Depois de cerca de 500 páginas, o diretor da Leya no Brasil, Pascoal Soto, chega ao fim de Uma Viagem à Índia, romance de Gonçalo M. Tavares que será lançado em Portugal no final de outubro e, por aqui, provavelmente no início do ano que vem. Está emocionado. “É uma obra-prima”, diz. Gonçalo tem apenas 35 anos e já é autor de um catálogo respeitável – premiado e traduzido para diversas línguas, era a aposta de José Saramago para o próximo Nobel de língua portuguesa. O editor se pergunta como pode um autor tão jovem ter feito tanto. Não é preciso idade para escrever bem?
“Gonçalo é gênio”, responde Soto, esvaziando a discussão em torno do português. A pergunta, no entanto, permanece latente. Distante de ser uma ciência exata, a literatura é, antes, uma massa de questões incubadas, a sugerir respostas – e leituras – diversas. Exemplo disso é a sequência de listas recentemente produzidas por dois dos veículos mais respeitados dos Estados Unidos. Depois de a revista The New Yorker fazer uma relação de 20 escritores com menos de 40 anos considerados chaves de sua geração, a 20 under 40, o jornal New York Times parodiou a iniciativa, criando o 10 under 10: o rol dos dez autores com menos de dez anos que mais prometem. O que o jornal ironizava, no fundo, eram os critérios numéricos da revista: por que 20 e, mais ainda, por que 40 anos?
“Alguém já disse que os músicos e os cientistas manifestam sua genialidade na infância e na juventude, ao passo que os escritores e os filósofos, na maturidade e na velhice. Mas é claro que, na realidade dos fatos, isso não se confirma. Clarice Lispector não escreveu Perto do Coração Selvagem com 22 anos?”, indaga o escritor Nelson de Oliveira, que é autor de autor de A Oficina do Escritor: sobre Ler, Escrever e Publicar e ministra oficinas literárias para diferentes idades. “E o que dizer do jovem Rimbaud?”

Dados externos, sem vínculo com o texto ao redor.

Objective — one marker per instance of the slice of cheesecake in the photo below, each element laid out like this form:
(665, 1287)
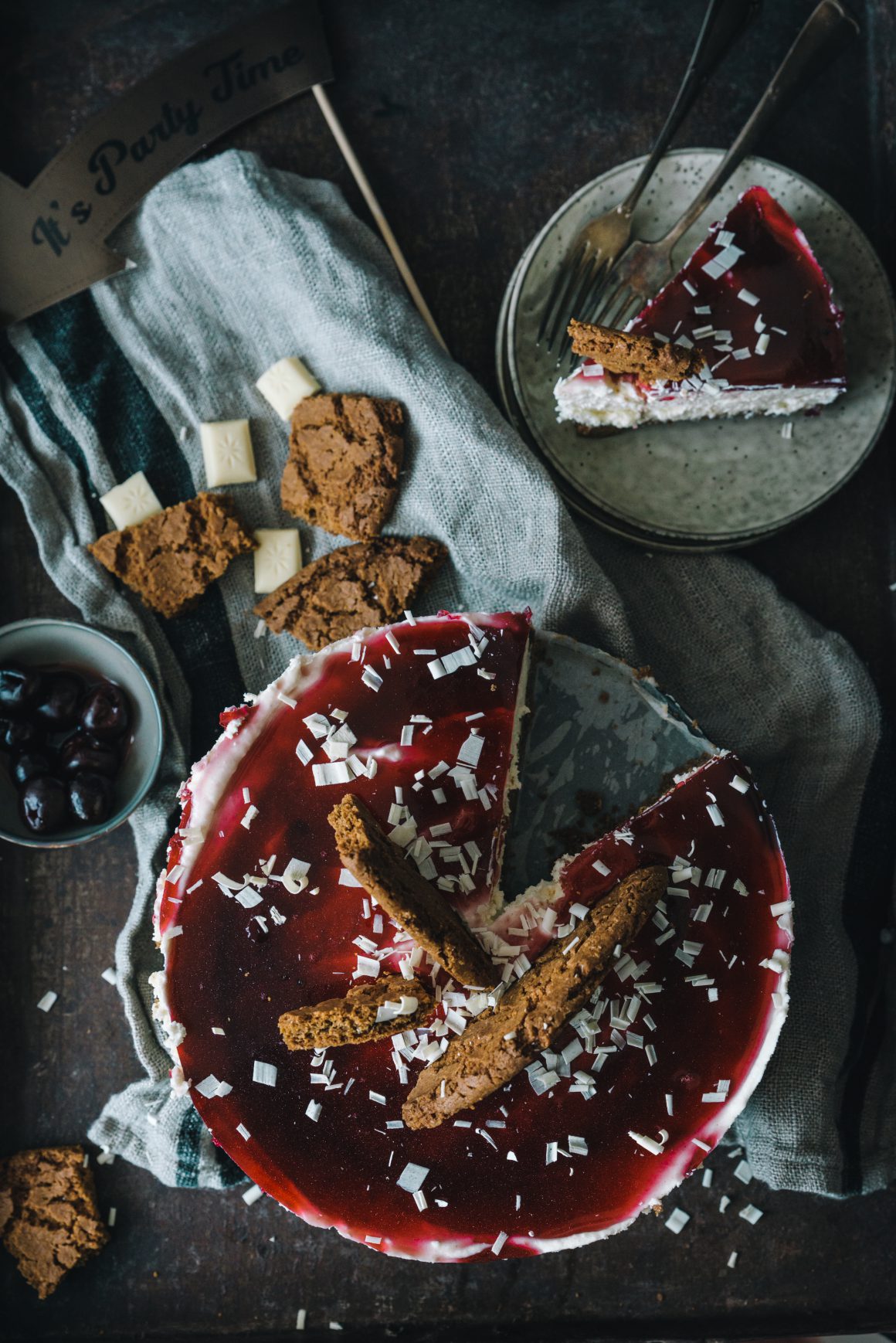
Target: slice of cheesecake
(752, 309)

Oliveira conta ter dado aula para adolescentes de catorze e quinze anos que escreviam “maravilhosamente bem. Uma escrita visceral, às vezes inocente, mas nunca ingênua”.
Exemplo oposto aos citados pelo escritor Nelson de Oliveira, o Nobel Saramago só atingiu sua maturidade literária aos 60 anos. E só então passou a se consagrar como autor de ficção. Nesse caso, a idade não possibilitou apenas acúmulo de experiência de vida ou de leituras, mas, especialmente, maturação do texto. Saramago encontrou um estilo próprio, caracterizado principalmente pela desobediência às regras de pontuação.

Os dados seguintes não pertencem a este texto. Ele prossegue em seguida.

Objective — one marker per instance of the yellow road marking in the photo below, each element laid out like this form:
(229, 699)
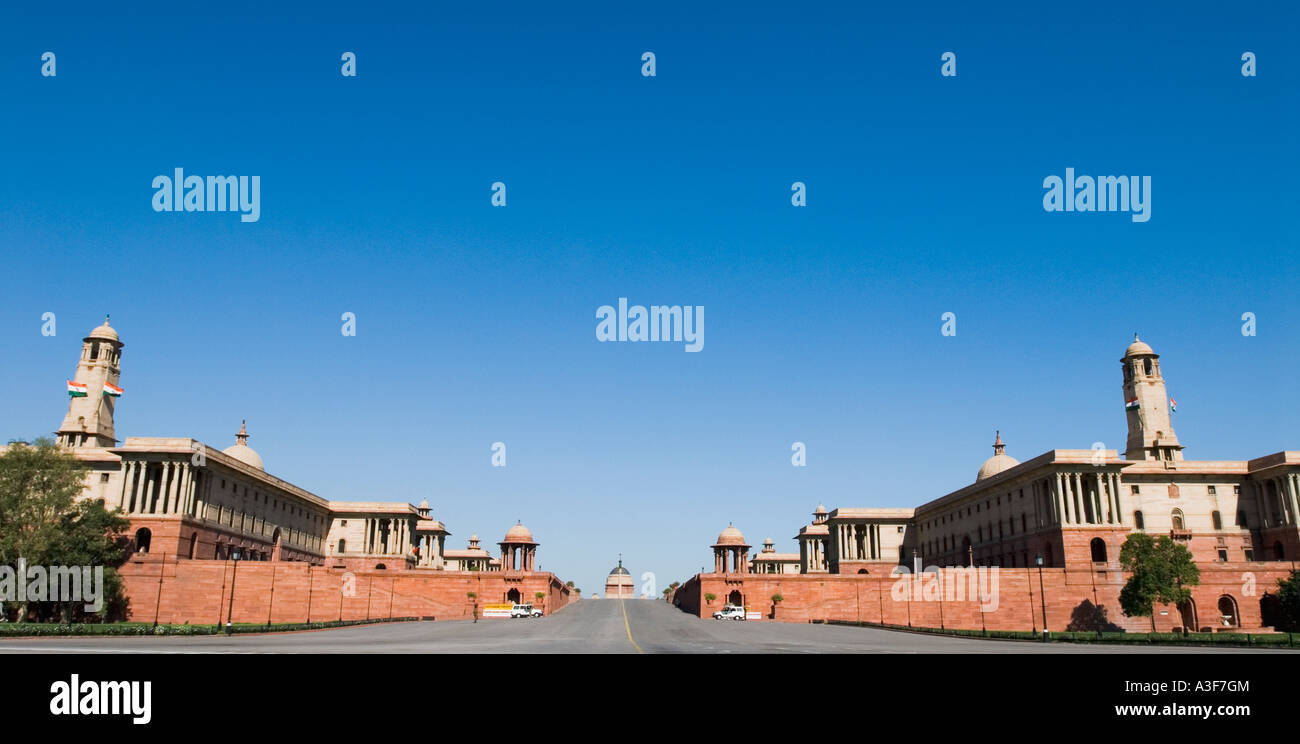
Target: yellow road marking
(628, 626)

É fato que, aos 15 anos, o repertório do autor tende a ser menor do que aos 30. “Eu diria que, sem viver, é impossível escrever, mesmo para o gênio. E que, antes dos 25, 30 anos, não há tempo suficiente para viver o bastante e experimentar o suficiente para ter condições de ser livre e contribuir com algo”, diz Soto, da Leya. “Um escritor tem mesmo de ler muito, experimentar na escrita e, na vida, viver com intensidade. A prática da escrita em si, como se vê no caso do Saramago, é importante. Ela proporciona confiança.”
A escrita é, aliás, o ponto crucial para Alcir Pécora, professor de teoria literária na Universidade Estadual de Campinas (Unicamp). “Se tivesse de escolher uma única virtude para um prosador, não diria nem vivência nem imaginação, diria que é o domínio da língua. Ou, em termos mais amplos, a consistência do cultivo educacional, intelectual e cultural”, diz. “Onde não há estudo sistemático e institucionalizado de qualidade, onde a maioria dos escritores é monolíngüe e, pior, é estreita no emprego e domínio da própria língua, pode haver sempre o milagre de um escritor extraordinário, mas não pode uma qualidade média alta de produção.”